As for that rhythm section, Nina Harries was phenomenal throughout, stand-up bass plucked, slapped and bowed to provide supple rhythm throughout the night (and somehow managing to even make her bass sound like a Theremin at one point). At times she was an intense, fierce presence on stage with a “Don’t fuck with me” expression that would make Slayer shit themselves; but then also spent plenty of time laughing and enjoying the night, joining the on stage banter; grinning at the audacity of her band mates as the music twisted & turned; chuckling as songs were extended and jammed while the band followed their muse. Harries really came in to her own when the Trio played her composition Shoreditch Dickie an intricate funky jazz number that was as delightful as it was lyrically hilarious, dedicated to all present who had lived in Shoreditch but found themselves now Bristolian “…but you’re still from Shoreditch.”
Her rhythm partner Nuno Brito was physically unassuming (and tranquil in demeanor) yet rhythmically commanding, he grounded the jams with a relentless beat and yet managed to drum with a funk and playfulness that was a joy to dance to whilst totally confusing – he filled the room with riffs and fills that shouldn’t have worked with the beat and yet he kept it all together with a polyrhythmic display par excellence.

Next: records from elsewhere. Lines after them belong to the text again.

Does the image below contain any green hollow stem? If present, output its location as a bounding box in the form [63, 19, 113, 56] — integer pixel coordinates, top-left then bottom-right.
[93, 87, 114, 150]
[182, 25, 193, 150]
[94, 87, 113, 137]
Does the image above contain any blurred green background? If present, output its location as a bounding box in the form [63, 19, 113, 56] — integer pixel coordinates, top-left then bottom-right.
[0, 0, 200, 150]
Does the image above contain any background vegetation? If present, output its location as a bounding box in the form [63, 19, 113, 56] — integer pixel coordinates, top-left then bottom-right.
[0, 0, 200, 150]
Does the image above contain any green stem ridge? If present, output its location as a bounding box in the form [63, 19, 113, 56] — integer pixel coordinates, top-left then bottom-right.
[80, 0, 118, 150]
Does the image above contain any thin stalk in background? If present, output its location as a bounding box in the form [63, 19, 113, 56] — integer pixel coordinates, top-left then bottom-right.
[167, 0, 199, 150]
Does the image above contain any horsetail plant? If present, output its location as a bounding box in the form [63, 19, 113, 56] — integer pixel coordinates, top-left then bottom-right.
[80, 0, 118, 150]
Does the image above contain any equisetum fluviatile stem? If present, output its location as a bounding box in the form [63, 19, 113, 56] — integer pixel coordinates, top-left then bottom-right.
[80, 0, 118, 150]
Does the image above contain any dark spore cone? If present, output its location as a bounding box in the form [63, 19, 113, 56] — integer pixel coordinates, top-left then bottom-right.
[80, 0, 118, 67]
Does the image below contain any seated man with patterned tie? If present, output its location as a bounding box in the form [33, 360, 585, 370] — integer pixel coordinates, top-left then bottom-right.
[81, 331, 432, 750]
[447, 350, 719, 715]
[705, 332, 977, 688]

The songs worked well, the set had light and shade aplenty, mostly up tempo but with slower sides too and Fairhurst’s molasses dark gravelly voice is tailor made for both. We got nine or so generously lengthy tunes, including two instrumentals and if the studio sessions are as fiery as the live versions then we’re in for a treat next year. A topless Fairhurst saluted the crowd at the end of the show, genuinely moved by the raucous reception. The crowd were never gonna let the show end without an encore and sure enough the Trio returned for a rendition of Saltwater that can only be described as epic: a slow building ambitious tune; an autobiographical tale of redemption with multiple crescendos and easily the match of any of those rawk epics banned by the fashion police and discouraged in guitar shops. The band took their final bows with massive grins to a rambunctious round of cheering and still more calls for the band to play on.

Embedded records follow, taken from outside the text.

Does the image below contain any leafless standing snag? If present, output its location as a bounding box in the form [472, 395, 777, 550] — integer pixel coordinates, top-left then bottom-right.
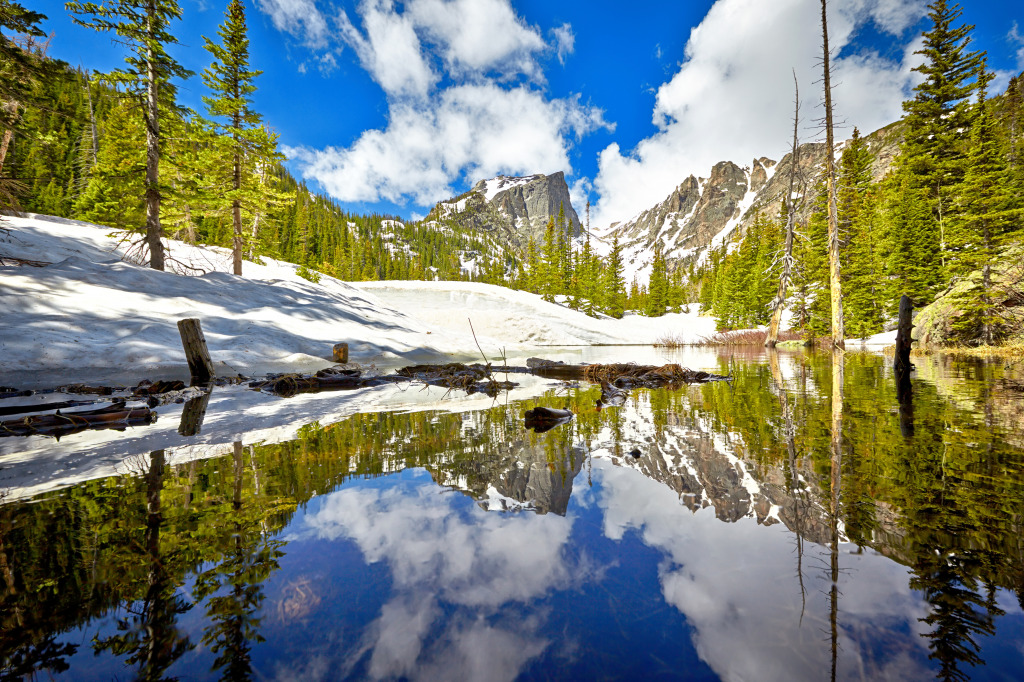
[821, 0, 846, 348]
[765, 69, 803, 348]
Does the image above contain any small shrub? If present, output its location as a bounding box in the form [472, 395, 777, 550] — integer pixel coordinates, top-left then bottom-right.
[693, 329, 804, 346]
[295, 260, 319, 284]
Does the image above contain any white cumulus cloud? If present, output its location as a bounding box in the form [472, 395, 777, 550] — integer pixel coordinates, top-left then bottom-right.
[259, 0, 612, 206]
[594, 0, 924, 226]
[551, 24, 575, 66]
[285, 83, 606, 205]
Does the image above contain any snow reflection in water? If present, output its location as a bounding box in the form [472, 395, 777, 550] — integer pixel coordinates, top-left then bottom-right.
[0, 348, 1024, 680]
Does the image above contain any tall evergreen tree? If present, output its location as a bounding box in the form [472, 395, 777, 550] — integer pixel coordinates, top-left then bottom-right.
[839, 128, 883, 337]
[203, 0, 276, 275]
[65, 0, 191, 270]
[644, 243, 669, 317]
[821, 0, 846, 348]
[949, 76, 1024, 345]
[601, 235, 626, 318]
[901, 0, 984, 280]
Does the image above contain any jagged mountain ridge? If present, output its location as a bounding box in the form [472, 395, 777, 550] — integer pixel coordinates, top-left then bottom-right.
[599, 124, 899, 284]
[411, 123, 900, 284]
[424, 171, 583, 253]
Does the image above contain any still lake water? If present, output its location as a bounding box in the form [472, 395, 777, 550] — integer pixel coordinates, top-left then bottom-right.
[0, 352, 1024, 680]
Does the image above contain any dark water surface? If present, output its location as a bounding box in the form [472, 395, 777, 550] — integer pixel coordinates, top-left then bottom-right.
[0, 353, 1024, 680]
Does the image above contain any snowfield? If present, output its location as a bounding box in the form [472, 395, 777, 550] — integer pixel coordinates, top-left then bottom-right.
[0, 214, 715, 388]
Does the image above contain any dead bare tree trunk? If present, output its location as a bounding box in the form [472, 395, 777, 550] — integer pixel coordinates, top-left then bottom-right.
[821, 0, 846, 348]
[0, 99, 18, 172]
[765, 70, 800, 348]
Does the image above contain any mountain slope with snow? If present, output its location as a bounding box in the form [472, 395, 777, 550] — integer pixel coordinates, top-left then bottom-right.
[0, 210, 714, 387]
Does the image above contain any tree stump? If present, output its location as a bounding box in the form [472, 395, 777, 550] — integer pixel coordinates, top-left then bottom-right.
[178, 389, 213, 436]
[893, 294, 913, 377]
[893, 294, 913, 438]
[178, 317, 213, 385]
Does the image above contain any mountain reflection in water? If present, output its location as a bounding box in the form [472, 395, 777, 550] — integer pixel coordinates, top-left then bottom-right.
[0, 353, 1024, 680]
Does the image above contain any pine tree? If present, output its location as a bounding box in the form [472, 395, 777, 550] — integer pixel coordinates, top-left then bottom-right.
[540, 218, 561, 303]
[601, 236, 626, 319]
[65, 0, 191, 270]
[949, 76, 1024, 345]
[644, 243, 669, 317]
[900, 0, 984, 280]
[821, 0, 846, 348]
[0, 0, 46, 210]
[203, 0, 278, 275]
[839, 128, 884, 337]
[74, 101, 145, 231]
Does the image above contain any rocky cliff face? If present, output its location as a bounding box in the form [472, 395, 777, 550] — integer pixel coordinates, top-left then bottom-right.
[426, 171, 583, 250]
[600, 125, 900, 283]
[431, 432, 587, 516]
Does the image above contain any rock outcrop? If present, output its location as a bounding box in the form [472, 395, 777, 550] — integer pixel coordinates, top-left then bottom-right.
[601, 124, 900, 283]
[426, 171, 583, 252]
[913, 244, 1024, 347]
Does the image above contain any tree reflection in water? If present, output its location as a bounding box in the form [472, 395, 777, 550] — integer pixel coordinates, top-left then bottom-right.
[0, 352, 1024, 679]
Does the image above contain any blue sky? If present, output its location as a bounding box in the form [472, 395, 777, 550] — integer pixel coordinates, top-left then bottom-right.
[32, 0, 1024, 228]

The performance tonight confirmed that Fairhurst is an outstanding bluesman but exactly what does make Fairhurst stand out? Well, we’ve a rich vein of talented players at all levels of the business all the way up to players selling out the Colston Hall locally and similar sized venues across the Nation – including the Albert Hall. Sure all of these players are talented, they’re well versed in the tropes & form and have studied their predecessors. And yeah, they’ve got the tone, they’ve got the technique and they’ve sets full of blistering solos and wailing riffs, but what they’re not doing is advancing the genre and playing blues for the 21st century. They’re preaching to the converted and arguably treading water (albeit with genuine commitment and some cracking tunes), but Harries, Brito and Fairhurst are pushing the blues in to new unexpected places. You need to get on the ride, it’s gonna be a blast.